Shafiyah
binti Huyay adalah salah satu istri ke-11Muhammad yang
berasal dari suku Bani
Nadhir. Ketika menikah, ia masih berumur 17 tahun. Ia mendapatkan julukan "Ummul mu'minin".Bapaknya
adalah ketua suku Bani Nadhir, salah satu Bani Israel yang
bermukim disekitar Madinah.
NASAB
Shafiyyah
binti Huyay bin Akhtab bin Sa’yah bin Amir bin Ubaid bin Kaab bin al-Khazraj
bin Habib bin Nadhir bin al-Kham bin Yakhurn, termasuk keturunan Harun bin Imran bin Qahits bin Lawi bin Israel bin Ishaq bin Ibrahim. Ibunya bernama Barrah binti Samaual
darin Bani Quraizhah. Shafiyyah dilahirkan sebelas tahun sebelum hijrah, atau
dua tahun setelah masa kenabian Muhammad.
BIOGRAFI
Shafiyah
telah menjanda sebanyak dua kali, karena dia pernah kawin dengan dua orang
keturunan Yahudi yaitu Salam bin Abi Al-Haqiq (dalam kisah lain dikatakan
bernama Salam bin Musykam), salah seorang pemimpin Bani Qurayzhah, namun rumah
tangga mereka tidak berlangsung lama.
Kemudian
suami keduanya bernama Kinanah bin Rabi' bin Abil Hafiq, ia juga salah seorang
pemimpin Bani Qurayzhah yang diusir Rasulullah. Dalam Perang Khaibar, Shafiyah dan suaminya Kinanah
bin Rabi' telah tertawan, karena kalah dalam pertempuran tersebut. Dalam satu
perundingan Shafiyah diberikan dua pilihan yaitu dibebaskan kemudian diserahkan
kembali kepada kaumny atau dibebaskan kemudian menjadi isteri Muhammad,
kemudian Safiyah memilih untuk menjadi isteri Muhammad.
Shafiyah
memiliki kulit yang sangat putih dan memiliki paras cantik,
menurut Ummu Sinan Al-Aslamiyah, kecantikannya itu
sehingga membuat cemburu istri-istri Muhammad yang lain. Bahkan ada seorang istri
Muhammad dengan nada mengejek, mereka mengatakan bahwa mereka adalah
wanita-wanita Quraisy bangsa
Arab, sedangkan dirinya adalah wanita asing (Yahudi).
Bahkan
suatu ketika Hafshah sampai mengeluarkan lisan kata-kata, ”Anak seorang Yahudi”

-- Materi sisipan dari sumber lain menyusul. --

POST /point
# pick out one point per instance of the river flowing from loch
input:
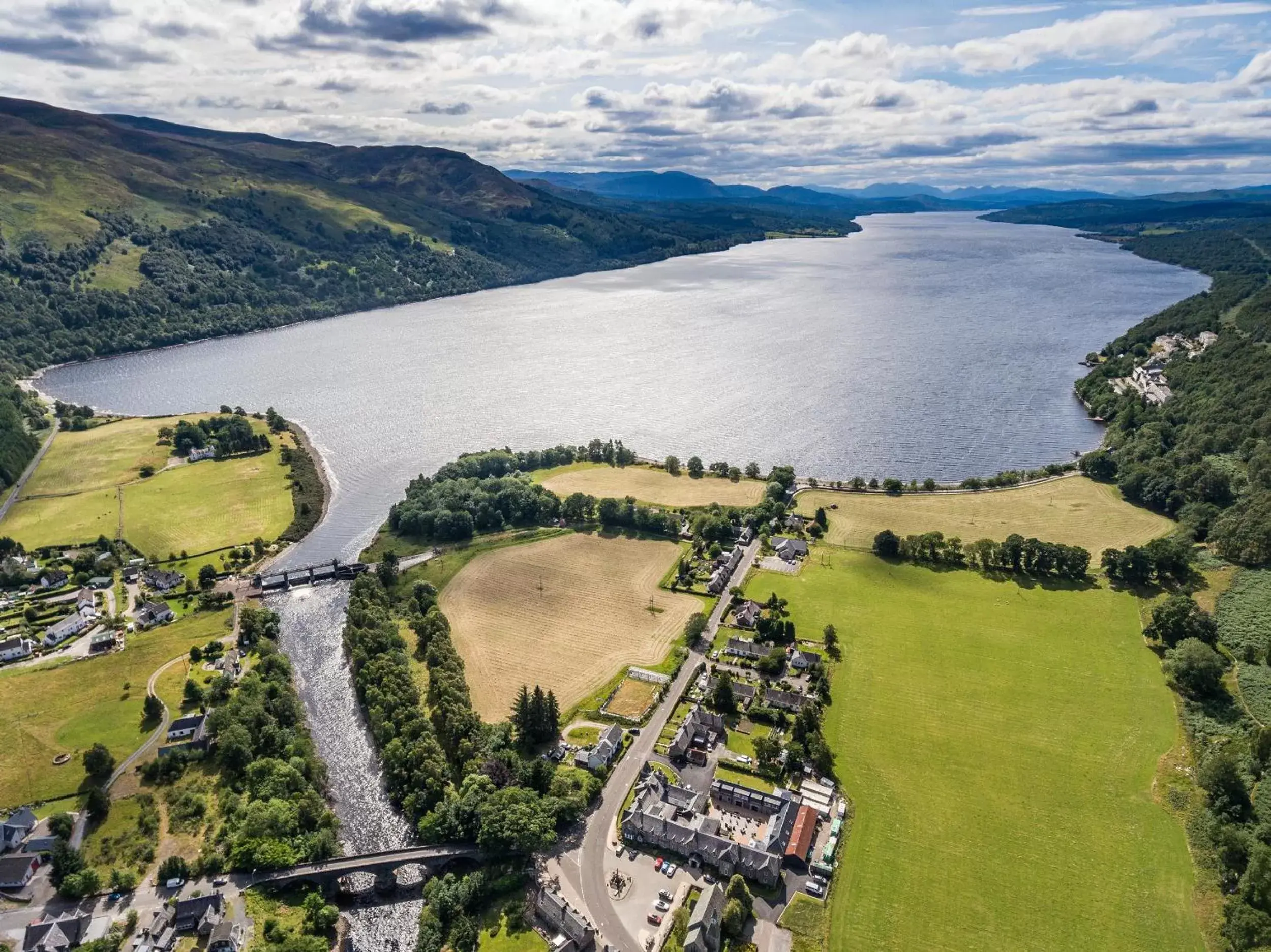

hingga menyebabkan Shafiyah menangis. Muhammad kemudian bersabda, “Sesungguhnya
engkau adalah seorang putri seorang nabi dan pamanmu adalah seorang nabi,
suamimu pun juga seorang nabi lantas dengan alasan apa dia mengejekmu?”
Kemudian Muhammad bersabda kepada Hafshah, “Bertakwalah kepada Allah wahai
Hafshah!” Selanjutnya manakala dia mendengar ejekan dari istri-istri nabi yang
lain maka diapun berkata, “Bagaimana bisa kalian lebih baik dariku, padahal
suamiku adalah Muhammad, ayahku (leluhur) adalah Harun dan pamanku adalah Musa?”
Shafiyah wafat tatkala berumur sekitar 50 tahun, ketika masa pemerintahan Mu'awiyah.
Sejak
kecil dia menyukai ilmu pengetahuan dan rajin mempelajari sejarah dan
kepercayaan bangsanya. Dari kitab suci Taurat dia membaca bahwa akan datang
seorang nabi dari jazirah Arab yang akan menjadi penutup semua nabi. Pikirannya
tercurah pada masalah kenabian tersebut, terutama setelah Muhammad muncul di
Mekkah. Dia sangat heran ketika kaumnya tidak mempercayai berita besar
tersebut, padahal sudah jelas tertulis di dalam kitab mereka sendiri. Demikian
juga ayahnya, Huyay bin Akhtab, yang sangat gigih menyulut permusuhan terhadap
kaum Muslim.
Sifat
dusta, tipu muslihat, dan pengecut ayahnya sudah tampak di mata Shafiyyah dalam
banyak peristiwa. Di antara yang menjadi perhatian Shafiyyah adalah sikap Huyay
terhadap kaumnya sendiri, Yahudi Bani Qurayzhah. Ketika itu, Huyay berjanji
untuk mendukung dan memberikan pertolongan kepada mereka jika mereka melepaskan
perjanjian tidak mengkhianati kaum Muslim (Perjanjian Hudaibiyah).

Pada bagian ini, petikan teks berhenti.